Dans un discours prononcé à Oslo, le 28 août 1990, Vaclav Havel, alors président de la Tchécoslovaquie, explicite le parcours qui conduit à la haine collective. Quelques phrases, concises,
précises, qui préfigurent beaucoup…

« Les peuples d’Europe occidentale (…) ont l’impression justifiée d’avoir subi un préjudice historique. Le sentiment hypertrophié d’avoir été lésé, caractéristique de la haine, y trouve donc
logiquement un terrain favorable. Le système totalitaire, qui a régné pendant longtemps dans ces pays, avait tendance à tout uniformiser, à tout rendre identique et, de ce fait, pendant des
décennies, il a réprimé toute expression d’autonomie ou, pourrait-on dire, tout « particularisme » des nations soumises. (…) Comment s’étonner donc que, au moment de leur libération, ces peuples
aient perçu leurs différences respectives d’une manières aiguë ? Et comment ne pas s’étonner de cette différence, invisible durant des années, jamais vécue et jamais mentalement assimilée ?
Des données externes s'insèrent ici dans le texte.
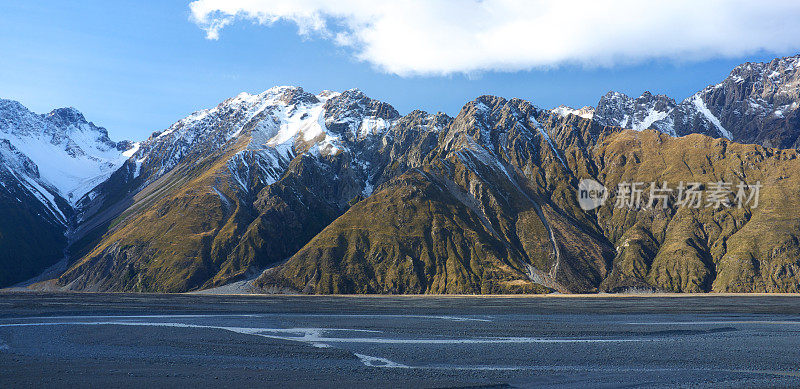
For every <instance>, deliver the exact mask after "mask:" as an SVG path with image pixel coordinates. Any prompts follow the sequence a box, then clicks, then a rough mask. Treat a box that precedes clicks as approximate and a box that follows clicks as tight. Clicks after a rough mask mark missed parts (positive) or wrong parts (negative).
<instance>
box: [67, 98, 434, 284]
mask: <svg viewBox="0 0 800 389" xmlns="http://www.w3.org/2000/svg"><path fill="white" fill-rule="evenodd" d="M447 120H448V119H447V118H446V117H443V116H441V115H440V116H432V115H427V114H421V113H415V114H412V115H409V117H407V118H399V116H398V114H397V112H396V111H395V110H394V109H393V108H391V106H389V105H388V104H385V103H380V102H377V101H375V100H372V99H369V98H367V97H366V96H364V94H363V93H361V92H360V91H357V90H352V91H345V92H343V93H334V92H323V93H321V94H319V95H312V94H309V93H306V92H304V91H303V90H302V89H301V88H290V87H279V88H273V89H270V90H268V91H266V92H264V93H262V94H259V95H247V94H242V95H239V96H237V97H236V98H234V99H230V100H227V101H225V102H223V103H222V104H221V105H220V106H218V107H216V108H213V109H211V110H205V111H199V112H197V113H195V114H193V115H191V116H190V117H188V118H187V119H184V120H181V121H179V122H178V123H176V124H175V125H173V126H171V127H170V128H169V129H167V130H165V131H163V132H160V133H155V134H153V136H152V137H151V138H150V139H149V140H148V141H146V142H143V143H142V145H141V147H140V148H139V150H138V151H137V152H136V153H135V154H134V155H133V157H132V158H131V160H130V161H129V162H128V165H127V168H125V167H124V168H123V169H121V170H122V173H120V174H121V175H120V178H119V180H118V181H117V182H116V184H114V185H109V186H108V187H100V188H98V189H97V192H98V194H97V196H96V199H98V200H96V203H94V204H93V203H87V204H86V205H85V209H86V210H92V211H91V212H87V214H88V215H89V216H87V218H86V220H88V221H91V220H93V219H98V218H101V217H107V216H108V215H118V216H113V220H106V222H105V224H104V223H95V225H96V226H97V227H96V229H97V230H99V231H105V230H107V232H104V233H103V234H104V235H103V236H102V237H99V238H97V237H95V238H94V239H86V240H84V241H83V242H82V243H83V247H86V249H84V250H81V258H80V259H79V260H78V263H76V265H74V266H73V267H72V268H71V269H70V270H69V271H68V272H67V273H65V274H64V275H63V276H62V277H61V278H60V279H59V283H61V284H62V285H64V286H66V287H68V288H71V289H80V290H141V291H184V290H192V289H197V288H201V287H211V286H216V285H221V284H224V283H227V282H230V281H234V280H237V279H239V278H241V277H244V276H245V275H246V274H247V273H248V271H252V269H259V268H263V267H264V266H267V265H270V264H272V263H275V262H279V261H283V260H285V259H286V258H288V257H289V256H291V255H292V254H294V253H295V252H296V251H297V250H298V249H299V248H300V247H302V246H303V245H304V244H305V243H306V242H308V240H310V239H311V238H312V237H313V236H314V235H316V234H317V233H318V232H319V231H320V230H322V229H323V228H324V227H325V226H327V225H328V224H330V223H331V222H332V221H333V220H334V219H336V218H337V217H339V216H340V215H341V214H342V213H343V212H344V211H345V210H346V209H347V208H348V207H349V206H350V204H351V202H353V201H358V200H359V199H361V198H363V197H366V196H369V195H370V194H371V193H372V188H373V187H374V185H375V184H377V183H378V182H382V181H383V180H385V177H387V176H389V175H391V174H400V173H402V172H403V171H404V170H405V169H407V168H408V166H409V165H418V164H420V163H421V162H420V161H419V159H420V158H422V155H424V154H426V153H427V152H426V151H419V148H429V147H430V146H427V144H430V143H431V140H430V139H431V136H434V137H435V135H431V134H436V133H437V131H438V127H437V126H439V125H441V123H439V122H442V121H443V122H447ZM395 122H397V123H396V124H395ZM390 127H391V129H390ZM417 138H419V140H418V139H417ZM425 139H428V140H425ZM400 142H402V144H401V143H400ZM401 149H402V150H403V151H402V153H403V155H402V156H398V157H397V158H391V157H389V155H391V154H392V153H395V154H397V153H399V152H400V150H401ZM118 173H119V172H118ZM137 188H139V189H137ZM120 189H122V190H120ZM120 191H123V192H124V191H127V192H128V193H130V194H131V195H130V196H129V198H128V199H127V200H124V201H123V202H124V203H125V204H126V205H125V207H124V210H119V209H117V211H116V212H105V213H104V211H103V210H112V209H114V208H115V205H114V204H118V203H119V202H120V199H119V197H118V196H117V197H115V195H114V193H116V192H120ZM98 203H99V204H98ZM108 204H112V205H108ZM202 215H205V216H202ZM187 216H188V217H187ZM87 236H90V237H91V236H92V234H89V233H87ZM95 236H96V234H95ZM115 266H116V267H117V268H115ZM120 266H125V272H126V274H130V276H127V277H122V278H120V277H118V274H119V273H120V271H121V270H122V268H121V267H120ZM175 269H180V271H176V270H175Z"/></svg>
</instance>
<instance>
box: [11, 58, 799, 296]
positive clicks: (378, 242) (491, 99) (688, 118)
mask: <svg viewBox="0 0 800 389" xmlns="http://www.w3.org/2000/svg"><path fill="white" fill-rule="evenodd" d="M798 65H800V56H794V57H786V58H779V59H775V60H773V61H770V62H768V63H746V64H743V65H740V66H737V67H736V68H734V69H733V70H732V71H731V73H730V74H729V75H728V77H727V78H725V80H723V81H722V82H721V83H719V84H717V85H713V86H709V87H707V88H705V89H703V90H701V91H699V92H698V93H696V94H694V95H692V96H690V97H689V98H687V99H686V100H684V101H682V102H680V103H676V101H675V100H673V99H671V98H669V97H667V96H663V95H653V94H651V93H649V92H645V93H644V94H642V95H641V96H639V97H637V98H631V97H628V96H626V95H624V94H621V93H617V92H609V93H608V94H606V95H605V96H603V97H602V98H601V99H600V101H599V102H598V105H597V106H596V107H594V108H591V107H584V108H582V109H573V108H570V107H565V106H561V107H558V108H555V109H552V110H547V109H541V108H538V107H536V106H534V105H533V104H532V103H531V102H529V101H525V100H521V99H505V98H501V97H496V96H481V97H479V98H477V99H475V100H473V101H471V102H468V103H467V104H465V105H464V107H463V108H462V109H461V111H460V112H459V113H458V114H457V115H456V116H455V117H450V116H448V115H446V114H443V113H437V114H429V113H426V112H422V111H413V112H411V113H409V114H407V115H401V114H400V113H398V111H397V110H395V109H394V108H393V107H392V106H391V105H389V104H388V103H385V102H381V101H377V100H374V99H371V98H369V97H367V96H366V95H365V94H364V93H362V92H361V91H359V90H355V89H353V90H348V91H344V92H331V91H323V92H321V93H318V94H312V93H308V92H306V91H304V90H303V89H302V88H299V87H275V88H272V89H269V90H267V91H265V92H263V93H260V94H256V95H251V94H247V93H242V94H240V95H238V96H236V97H234V98H231V99H228V100H225V101H223V102H222V103H221V104H219V105H218V106H216V107H214V108H210V109H206V110H202V111H198V112H195V113H193V114H191V115H189V116H188V117H186V118H184V119H181V120H179V121H178V122H176V123H175V124H173V125H171V126H170V127H169V128H167V129H165V130H163V131H157V132H154V133H153V134H152V135H151V136H150V137H149V138H148V139H146V140H144V141H141V142H128V141H123V142H113V141H112V140H110V139H109V135H108V132H107V131H106V130H105V129H104V128H102V127H98V126H96V125H94V124H93V123H91V122H88V121H87V120H86V119H85V118H84V117H83V115H82V114H81V113H80V112H78V111H77V110H75V109H73V108H62V109H57V110H54V111H52V112H50V113H48V114H45V115H38V114H34V113H32V112H30V111H29V110H27V109H26V108H25V107H23V106H22V105H20V104H19V103H17V102H14V101H10V100H0V184H2V185H0V215H2V217H0V248H2V250H0V286H10V285H15V284H19V285H29V287H34V288H47V289H59V290H81V291H137V292H187V291H198V290H208V289H212V290H213V289H215V288H217V290H222V289H224V288H230V287H232V286H235V287H236V288H239V289H237V290H238V291H244V292H263V293H318V294H329V293H392V294H403V293H466V294H487V293H549V292H554V291H556V292H562V293H595V292H620V291H628V290H651V291H674V292H797V291H798V289H799V288H798V286H800V240H799V239H798V236H800V217H798V216H797V215H796V211H795V210H796V209H798V206H800V192H798V190H797V188H800V182H799V181H800V173H798V172H800V169H798V168H800V166H798V165H799V164H800V160H798V158H797V148H798V147H800V143H799V141H798V135H800V121H799V120H800V119H799V116H798V111H797V108H798V104H800V71H798V68H799V67H800V66H798ZM585 178H591V179H594V180H596V181H598V182H600V183H602V184H604V185H605V186H606V187H608V188H611V189H614V188H617V187H618V185H619V184H620V183H624V182H631V181H637V182H671V183H677V182H703V183H708V182H716V181H723V180H724V181H730V182H743V181H746V182H759V183H761V184H762V185H763V189H762V190H761V201H760V205H759V206H758V207H752V206H745V207H732V208H714V207H702V208H686V207H678V206H676V205H674V204H671V205H670V206H668V207H666V208H617V207H614V206H612V205H606V206H602V207H600V208H598V209H595V210H590V211H585V210H583V209H582V208H581V207H580V206H579V204H578V203H577V201H576V198H577V187H578V182H579V181H580V180H581V179H585Z"/></svg>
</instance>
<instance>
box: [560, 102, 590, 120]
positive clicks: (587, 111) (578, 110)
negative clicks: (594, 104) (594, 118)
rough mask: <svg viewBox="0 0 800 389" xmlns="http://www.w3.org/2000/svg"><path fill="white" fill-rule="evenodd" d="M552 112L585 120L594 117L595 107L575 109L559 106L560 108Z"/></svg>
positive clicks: (563, 106)
mask: <svg viewBox="0 0 800 389" xmlns="http://www.w3.org/2000/svg"><path fill="white" fill-rule="evenodd" d="M550 112H552V113H554V114H556V115H559V116H567V115H575V116H579V117H582V118H584V119H591V118H593V117H594V107H589V106H586V107H583V108H580V109H575V108H572V107H568V106H566V105H559V106H558V107H555V108H553V109H551V110H550Z"/></svg>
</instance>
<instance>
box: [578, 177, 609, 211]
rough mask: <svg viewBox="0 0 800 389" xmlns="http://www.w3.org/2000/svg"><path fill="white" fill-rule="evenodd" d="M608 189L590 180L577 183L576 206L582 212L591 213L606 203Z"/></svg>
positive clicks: (595, 181) (603, 185) (586, 179)
mask: <svg viewBox="0 0 800 389" xmlns="http://www.w3.org/2000/svg"><path fill="white" fill-rule="evenodd" d="M607 199H608V189H606V187H605V186H604V185H603V184H601V183H599V182H597V181H595V180H592V179H590V178H584V179H582V180H581V181H580V182H579V183H578V204H579V205H580V206H581V209H583V210H584V211H591V210H593V209H595V208H597V207H599V206H601V205H603V204H605V203H606V200H607Z"/></svg>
Débarrassés de notre uniforme et de nos masques, nous nous regardons pour la première fois mutuellement dans les yeux ; Et cette sorte de choc de notre « différence » qui se produit, peut favoriser
l’apparition d’un rejet collectif, capable de se transformer, sans certaines conditions, en haine collective. »

(« L’Amour et la vérité doivent triompher de la haine et du mensonge », Vaclav Havel, éditions de l’Aube, 2007, p. 69).